Thursday, September 1, 2011

Sun hat and poetic justice

Made a sun hat for Bobo today. After about two days of surfing the internet for tutorials, patterns, ideas and about two hours of going over each and every piece of fabric in my collection, I finally decided what to make and how to make it. What remained then was to squeeze in the requisite peaceful time.

Both Bobo and her Dad slept off in the afternoon allowing me just what I needed. I got to work furiously and after a really well-timed affair, finished the hat just before the munchkin woke up and cried for her afternoon meal of cerelac.

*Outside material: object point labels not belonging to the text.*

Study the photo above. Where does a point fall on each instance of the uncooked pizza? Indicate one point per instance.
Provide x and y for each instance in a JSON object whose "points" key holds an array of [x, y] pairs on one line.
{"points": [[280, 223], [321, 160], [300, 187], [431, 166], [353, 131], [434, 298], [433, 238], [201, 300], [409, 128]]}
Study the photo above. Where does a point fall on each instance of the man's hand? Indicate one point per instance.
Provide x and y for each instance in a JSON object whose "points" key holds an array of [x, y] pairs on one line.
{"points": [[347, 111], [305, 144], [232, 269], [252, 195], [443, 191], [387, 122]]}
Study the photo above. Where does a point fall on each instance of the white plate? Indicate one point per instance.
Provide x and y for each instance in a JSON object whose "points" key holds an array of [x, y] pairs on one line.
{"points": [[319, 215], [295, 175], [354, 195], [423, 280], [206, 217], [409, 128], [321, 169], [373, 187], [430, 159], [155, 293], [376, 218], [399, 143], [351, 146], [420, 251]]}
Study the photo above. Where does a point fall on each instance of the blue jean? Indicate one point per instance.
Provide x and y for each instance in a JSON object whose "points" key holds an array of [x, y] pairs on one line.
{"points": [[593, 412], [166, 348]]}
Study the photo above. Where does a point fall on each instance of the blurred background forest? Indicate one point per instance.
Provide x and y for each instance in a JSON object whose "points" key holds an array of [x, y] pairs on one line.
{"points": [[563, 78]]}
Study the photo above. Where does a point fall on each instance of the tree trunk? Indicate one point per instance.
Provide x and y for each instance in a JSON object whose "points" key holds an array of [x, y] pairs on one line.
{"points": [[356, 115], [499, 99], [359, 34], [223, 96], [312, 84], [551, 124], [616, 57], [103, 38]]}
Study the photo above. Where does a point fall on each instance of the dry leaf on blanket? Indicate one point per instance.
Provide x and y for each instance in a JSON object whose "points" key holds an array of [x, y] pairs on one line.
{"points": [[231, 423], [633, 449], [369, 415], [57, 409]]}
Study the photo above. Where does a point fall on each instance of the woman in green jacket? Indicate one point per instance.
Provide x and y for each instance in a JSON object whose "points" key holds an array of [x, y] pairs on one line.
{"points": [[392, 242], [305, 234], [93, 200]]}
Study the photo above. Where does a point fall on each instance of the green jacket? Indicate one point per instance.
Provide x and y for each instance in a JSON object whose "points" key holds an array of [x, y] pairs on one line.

I always chide myself for not resting when I get the time, and then complaining of fatigue and exertion. When two-thirds of the family in the house was asleep, there was honestly nothing stopping me from getting my shut-eye. But that's not who I am. The creative satisfaction that I got from completing my project and executing it to perfection was a lot more valuable than a few minutes' worth of sleep. But what really took the cake was seeing the newly crafted hat sit daintily on Bobo's head.

Watching my little daughter in my own creation has always been a priceless moment for me. It was then that it suddenly hit me... it was so meant for me to have a daughter. It felt almost like poetic justice, because I simply failed to see it before! Not that I would not have carried forth my pursuits had it been a boy, but now I am literally spoilt for choice on options - clothes, accessories, you name it! And who knows, just like I took over the 'craftiness' from my own mother, someday my little girl might take it over from me!!